CRN/RE: Периоду экономического роста в последние 10 лет соответствовала и оптимистичная психология российского ИТ-бизнеса, когда главными задачами были еще больший рост, еще большее увеличение своей доли рынка, предложение заказчикам и потребителям все большего количества товаров, проектов, услуг. На Ваш взгляд, осознавал ли российский бизнес, что значительная часть его успехов основана не на выдающихся бизнес-моделях, а на благоприятной экономической ситуации?

Виталий Фридлянд
: Конечно, российский бизнес в той части, которая называется «ИТ», это осознавал. В своих многочисленных выступлениях и интервью я всегда говорил, что российский ИТ-бизнес, с точки зрения макроэкономики, не является локомотивом. Например, доля ВВП российского ИТ-бизнеса равна погрешности, с которой измеряется этот ВВП. Поэтому, если говорить об ИТ-инфраструктурных решениях как таковых, то не было создано никаких выдающихся технопарков, не было серьезных проектов, где был бы виден возврат от инвестиций в ИТ. И все проекты, которые были, поддерживали ту или иную отрасль, то или иное предприятие, в зависимости от его размера: то ли это был огромный конгломерат, концерн, холдинг, государственная структура, министерство, ведомство, или это было предприятие среднего или малого бизнеса, –  в конечном итоге, функции, которые предназначались для ИТ – это были функции поддержания бизнеса. Это были функции бухгалтерии, как правило, если уж совсем на землю опускаться (можно это и красивыми словами называть), в какой-то степени CRM, ERP-системы – в очень небольшом объеме, потому что промышленности как таковой не было, а та, которая была – это были остатки советской или какие-то изначальные ростки той промышленности, которая появилась уже в постсоветское время. Это были так называемые АСУ-шные системы, где доля именно информационно-технологических задач была больше с акцентом на технологические, чем на информационные. Российский ИТ-бизнес это осознавал и всегда говорил, что мы существенно зависим от госбюджета. По разным экспертным оценкам, ИТ-бизнес в России зависит от госбюджета процентов на 60-70, и, наверное, это факт.

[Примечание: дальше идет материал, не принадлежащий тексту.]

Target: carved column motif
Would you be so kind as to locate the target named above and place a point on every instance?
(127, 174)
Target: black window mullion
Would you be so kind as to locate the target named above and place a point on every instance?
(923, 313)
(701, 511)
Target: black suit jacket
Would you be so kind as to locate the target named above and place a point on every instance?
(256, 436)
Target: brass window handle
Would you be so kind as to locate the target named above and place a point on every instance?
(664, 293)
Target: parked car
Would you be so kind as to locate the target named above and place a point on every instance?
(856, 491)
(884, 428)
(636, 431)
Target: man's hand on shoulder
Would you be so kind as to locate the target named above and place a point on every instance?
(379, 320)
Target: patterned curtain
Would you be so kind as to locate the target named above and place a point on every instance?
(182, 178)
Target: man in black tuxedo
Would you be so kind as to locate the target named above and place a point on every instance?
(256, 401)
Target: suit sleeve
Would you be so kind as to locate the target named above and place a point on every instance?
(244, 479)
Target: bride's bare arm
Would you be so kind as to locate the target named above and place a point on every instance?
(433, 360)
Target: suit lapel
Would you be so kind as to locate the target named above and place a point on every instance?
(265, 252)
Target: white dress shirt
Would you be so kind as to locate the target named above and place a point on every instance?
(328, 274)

Вторая часть: тот рост, который показывался, – это эфемерные цифры по своей сути. Я давно показывал эту шутку: вендор говорит об, условно, тысяче единиц оборота (причем, не важно – в миллионах рублей, долларов, квазирупий). Соответственно, эта тысяча у дистрибьютора превращалась в 1150 (15% маржи), у дилера -  в 1200, а у конечного пользователя его закупочная цена была 1300. А дальше ведомства, которые считали объем российского бизнеса, складывали 1000 вендора, 1150 дистрибьютора, 1200 дилера и так далее, и получали в конечном итоге пять тысяч – и это называлось оборотом российского ИТ-бизнеса. Я, конечно, утрирую, но я знаю такие случаи. Поэтому все эти оценки очень утилитарны. А верить западным агентствам, когда происходила накачка информацией, нельзя. Например, у одного «любимого» мною вендора (естественно, не Fujitsu Siemens Computers и не Fujitsu Technology Solutions), если посчитать по его оценкам, сколько продается ноутбуков, то получается почти по Жириновскому: «каждому мужику – по бутылке водки, каждой бабе – по мужику», то есть у каждого десятого было по их ноутбуку. Это, конечно, бред.

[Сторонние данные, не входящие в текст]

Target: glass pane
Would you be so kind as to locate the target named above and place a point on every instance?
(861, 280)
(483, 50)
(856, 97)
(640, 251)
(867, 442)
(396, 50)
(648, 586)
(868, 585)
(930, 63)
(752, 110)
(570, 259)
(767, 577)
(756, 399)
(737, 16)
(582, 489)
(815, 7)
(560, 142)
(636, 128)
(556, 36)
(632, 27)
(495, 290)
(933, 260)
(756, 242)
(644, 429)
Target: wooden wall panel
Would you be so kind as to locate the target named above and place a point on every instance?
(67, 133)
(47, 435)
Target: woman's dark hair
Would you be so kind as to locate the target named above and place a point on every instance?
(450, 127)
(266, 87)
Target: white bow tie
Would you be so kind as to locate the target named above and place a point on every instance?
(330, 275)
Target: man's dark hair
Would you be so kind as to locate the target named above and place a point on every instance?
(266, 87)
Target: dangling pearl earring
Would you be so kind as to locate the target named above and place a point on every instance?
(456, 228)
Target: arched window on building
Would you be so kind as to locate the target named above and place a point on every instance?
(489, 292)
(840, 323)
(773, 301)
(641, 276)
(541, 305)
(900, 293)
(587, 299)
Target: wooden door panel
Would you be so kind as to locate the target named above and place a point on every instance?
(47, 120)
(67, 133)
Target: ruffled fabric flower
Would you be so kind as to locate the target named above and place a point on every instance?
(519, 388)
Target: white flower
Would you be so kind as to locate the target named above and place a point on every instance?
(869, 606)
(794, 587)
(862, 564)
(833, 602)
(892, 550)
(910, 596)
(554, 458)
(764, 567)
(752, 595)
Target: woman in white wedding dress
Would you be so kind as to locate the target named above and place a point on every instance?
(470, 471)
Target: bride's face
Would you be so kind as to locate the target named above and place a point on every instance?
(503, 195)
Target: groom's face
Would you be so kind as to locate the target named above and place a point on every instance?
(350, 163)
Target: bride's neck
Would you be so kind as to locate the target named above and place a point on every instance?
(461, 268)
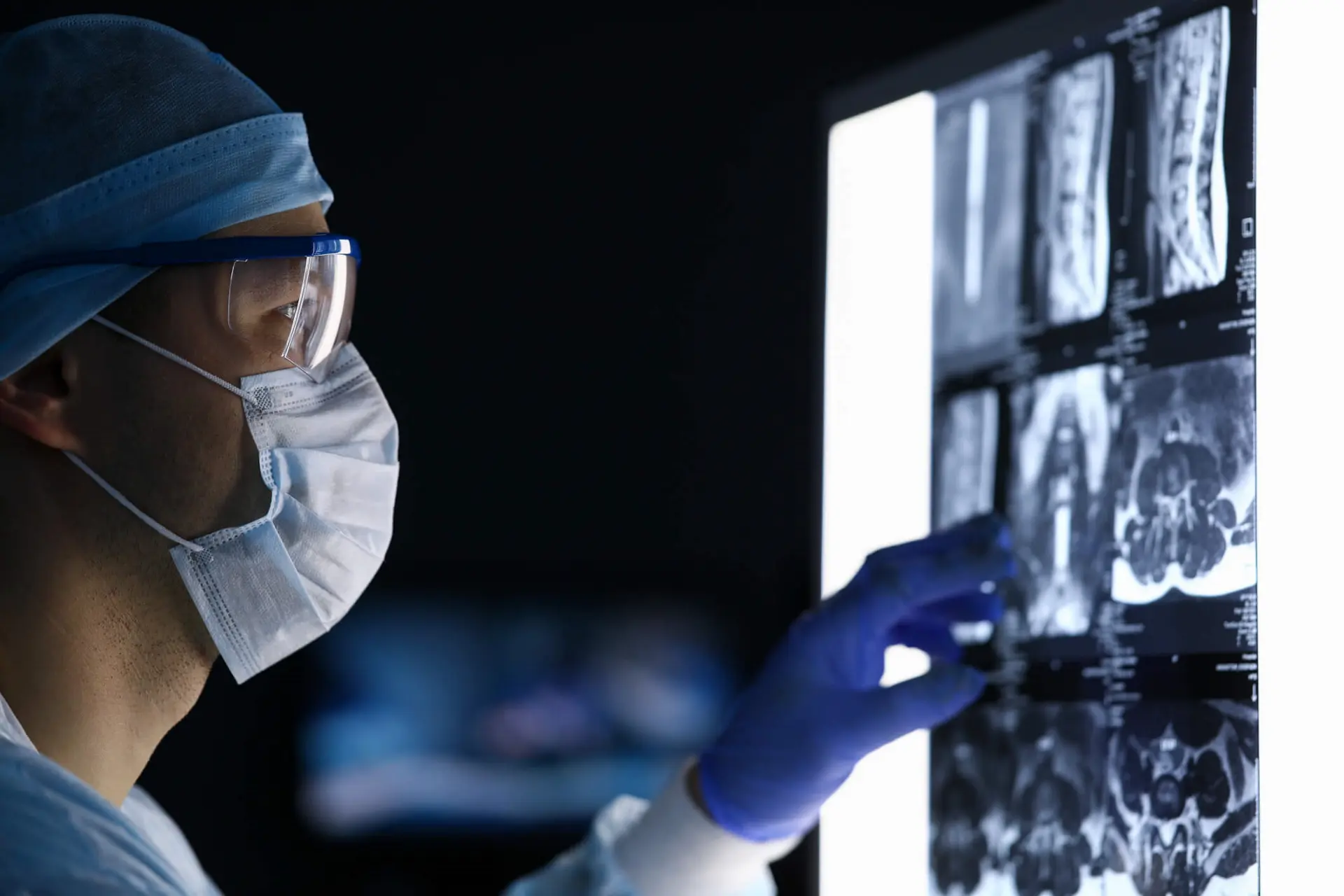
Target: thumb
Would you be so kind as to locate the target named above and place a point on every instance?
(886, 713)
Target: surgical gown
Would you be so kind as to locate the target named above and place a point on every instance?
(59, 837)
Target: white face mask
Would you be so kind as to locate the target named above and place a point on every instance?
(328, 456)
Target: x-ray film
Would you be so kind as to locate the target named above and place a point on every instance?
(1073, 209)
(1186, 524)
(1187, 191)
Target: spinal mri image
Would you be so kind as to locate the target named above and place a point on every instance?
(1072, 167)
(965, 449)
(1182, 789)
(1060, 505)
(1018, 801)
(979, 202)
(1187, 183)
(1186, 522)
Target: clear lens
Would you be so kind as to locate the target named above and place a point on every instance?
(295, 308)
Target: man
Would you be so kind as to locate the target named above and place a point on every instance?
(198, 465)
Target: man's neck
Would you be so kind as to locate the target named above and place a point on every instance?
(96, 672)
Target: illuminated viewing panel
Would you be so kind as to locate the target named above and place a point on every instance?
(1041, 300)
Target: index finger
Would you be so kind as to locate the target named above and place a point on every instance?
(895, 580)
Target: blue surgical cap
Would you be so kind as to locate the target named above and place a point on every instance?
(118, 132)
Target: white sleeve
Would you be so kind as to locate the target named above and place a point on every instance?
(663, 849)
(675, 849)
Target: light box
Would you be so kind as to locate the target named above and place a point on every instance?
(1042, 273)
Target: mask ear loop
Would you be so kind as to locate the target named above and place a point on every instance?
(144, 342)
(121, 498)
(124, 501)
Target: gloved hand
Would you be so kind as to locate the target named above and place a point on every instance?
(818, 707)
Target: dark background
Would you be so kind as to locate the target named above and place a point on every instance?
(590, 295)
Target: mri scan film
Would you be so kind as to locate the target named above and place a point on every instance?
(1182, 789)
(1018, 801)
(979, 186)
(1072, 202)
(967, 447)
(1060, 510)
(1187, 190)
(1187, 519)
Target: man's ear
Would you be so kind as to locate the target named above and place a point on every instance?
(35, 400)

То есть – отвечая на первый вопрос – люди, которые смотрели на вещи достаточно широким взглядом, понимали, что ИТ-бизнес – это очень зависимый бизнес.

CRN/RE: За эти «тучные» годы в практику многих ИТ-компаний вошла работа бизнес-тренеров с персоналом и руководящим составом, различные тренинги по повышению личной эффективности, командной работы и т.д. Сегодня даже сами специалисты по тимбилдингу и тренингам признают, что многое было наносным, данью моде, и в сегодняшней ситуации мало чем может помочь компаниям. На Ваш взгляд, что в этой области было действительно важным (и, возможно, пригодится и в нынешней кризисной ситуации), а что – скорее приятным дополнением, имеющим смысл только в благоприятный экономический период?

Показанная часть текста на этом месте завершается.